The current market adjustment is quite benign
Comprehensive on the market yesterday, Da Ge felt that there were several main points:
First of all, the index fell for three consecutive trading days, releasing more short chips, and the intensive transaction area near mid -June, the market has continued to kill significantly. Judging from the small level structure, the Shanghai Stock Exchange Index did not stop falling yesterday. It was tangled in the afternoon. It can be regarded as a decline. If you fall today, but you ca n’t let it go, the short -term light warehouse transaction opportunities may not be far away. The first support is near 3260 points, and the second support is near 3200 points. The probability of rebounding these two points is not small.
Secondly, from the perspective of funds, trend funds and short -term funds are differentiated and have no strength. Trend funds are dominated by funds north and "two financing", and some trend shares breaking shows that chips are loose. The stable northern -go funds configuration disk has also gradually flowed out, which means that the vulnerability in the market transaction structure is gradually emerging, and the fluctuations in the future market may further magnify. Investors should do their best.

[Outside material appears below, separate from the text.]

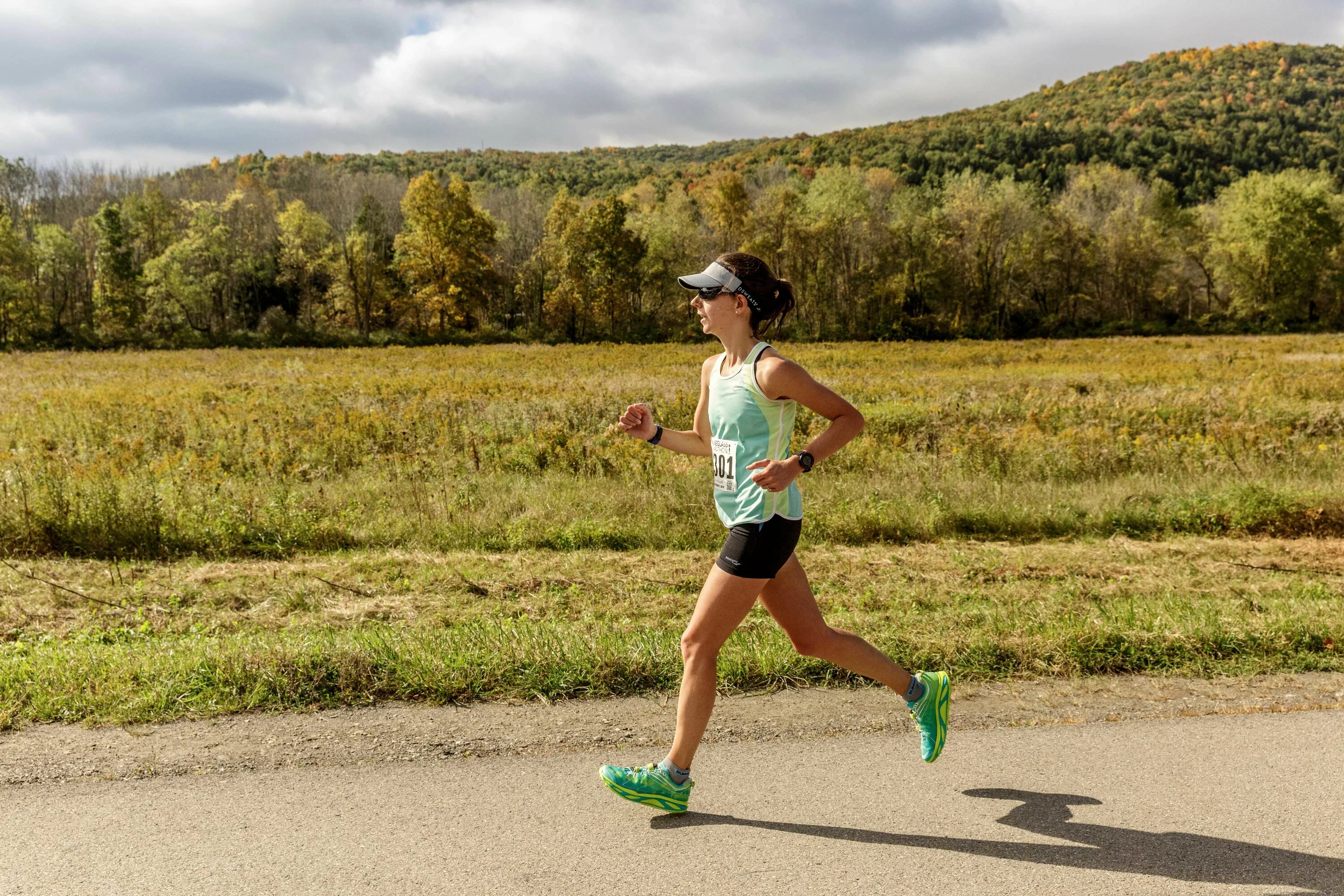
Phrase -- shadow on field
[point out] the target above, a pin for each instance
(1191, 857)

However, short -term funds in the market are still looking for opportunities. The day before yesterday, the old leader (Hunan Development, Zhejiang Construction Investment, etc.) rose sharply. In addition to the old faucet yesterday, there were individual stocks with recognition of new shares and high sideways. Generally speaking, when the market atmosphere is not good and the subject matter is small, there are three main directions for fund attacks. But yesterday's new stocks were just just showing up, and the continuity was not known. The key depends on today, observing whether the front row stocks yesterday could continue to strengthen.
Finally, to the level of transaction, we must control the position. Although the current adjustment is still benign, it is also necessary to pay attention to the subsequent acceptance of this wave of adjustment; it is expected to be too full and often easily injured. If it is a shocking market, in terms of time, it is now more cautious. Previously, we survived the relatively difficult April market. Now the situation of experience can be calm.
(Zhang Daoda)
According to the latest regulations of relevant national departments, this note does not involve any operating suggestions, and the risk of entering the market should be borne.